Possible Systems Outage
Incident Report for Triarom Data Services Status Page
Postmortem

This outage was caused by an overheating event on two servers.

Around 2pm on Sunday, the 14th of August, two of our servers (TE-Server and HV1) powered off automatically to protect themselves from overheating.

We are still working on implementing additional methods of cooling for our systems, the redundancy systems were able to keep all customer-facing services online at reduced capacity.

Since starting the servers up again at 21:00, all system load has been redistributed across the two hosts and systems have returned to normal operating status.
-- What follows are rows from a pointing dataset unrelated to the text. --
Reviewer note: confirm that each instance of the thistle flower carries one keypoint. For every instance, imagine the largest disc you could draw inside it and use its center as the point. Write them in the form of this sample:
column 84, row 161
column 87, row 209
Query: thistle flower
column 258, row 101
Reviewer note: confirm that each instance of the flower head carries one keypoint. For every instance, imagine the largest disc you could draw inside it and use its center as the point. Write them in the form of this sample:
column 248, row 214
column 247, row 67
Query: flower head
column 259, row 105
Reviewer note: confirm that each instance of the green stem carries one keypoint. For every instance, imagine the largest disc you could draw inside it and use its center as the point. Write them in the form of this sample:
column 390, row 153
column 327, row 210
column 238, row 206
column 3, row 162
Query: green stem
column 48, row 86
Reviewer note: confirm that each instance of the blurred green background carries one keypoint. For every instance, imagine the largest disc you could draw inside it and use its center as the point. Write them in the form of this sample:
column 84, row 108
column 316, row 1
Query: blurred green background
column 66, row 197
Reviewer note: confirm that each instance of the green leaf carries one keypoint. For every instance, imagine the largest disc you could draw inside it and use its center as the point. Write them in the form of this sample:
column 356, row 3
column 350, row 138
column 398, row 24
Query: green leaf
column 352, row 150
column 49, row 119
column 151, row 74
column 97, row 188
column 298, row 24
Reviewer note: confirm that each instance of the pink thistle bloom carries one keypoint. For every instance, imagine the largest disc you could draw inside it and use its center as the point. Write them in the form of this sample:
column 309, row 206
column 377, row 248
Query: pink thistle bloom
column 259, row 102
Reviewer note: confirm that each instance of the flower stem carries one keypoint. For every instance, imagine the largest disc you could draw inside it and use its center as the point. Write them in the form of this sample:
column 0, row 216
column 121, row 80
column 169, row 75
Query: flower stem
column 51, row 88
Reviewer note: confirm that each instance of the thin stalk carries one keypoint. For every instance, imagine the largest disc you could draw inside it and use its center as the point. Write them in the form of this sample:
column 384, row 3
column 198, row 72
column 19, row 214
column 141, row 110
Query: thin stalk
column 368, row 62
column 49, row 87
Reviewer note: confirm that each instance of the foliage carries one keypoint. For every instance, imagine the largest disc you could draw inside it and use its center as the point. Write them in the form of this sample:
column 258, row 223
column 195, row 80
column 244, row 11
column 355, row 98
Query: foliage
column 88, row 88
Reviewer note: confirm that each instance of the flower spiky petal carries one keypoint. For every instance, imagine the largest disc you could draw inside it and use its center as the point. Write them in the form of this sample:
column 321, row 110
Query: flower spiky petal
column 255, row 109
Posted Aug 15, 2022 - 01:12 BST

Resolved
This incident is now closed, normal service has resumed.
Posted Aug 14, 2022 - 23:17 BST
Monitoring
All shutdown servers have returned to normal operation - we are running the DRS load balancing now to settle the system load. We will continue to monitor this issue closely and continue with our heat reducing works.
Posted Aug 14, 2022 - 23:10 BST
Update
We have identified faults with a number of our servers, likely related to the high temperatures.
Posted Aug 14, 2022 - 22:43 BST
Identified
We believe this fault to be a thermal shutdown event of TE-Server, this should not have affected any customer facing services. We are remotely restarting the host.
Posted Aug 14, 2022 - 22:31 BST
Investigating
We are currently investigating a partial outage to our services, this does not include Triarom Desktop Services or Triarom Exchange Email Services.

We believe this may be due to the storm activity in the area.
Posted Aug 14, 2022 - 22:06 BST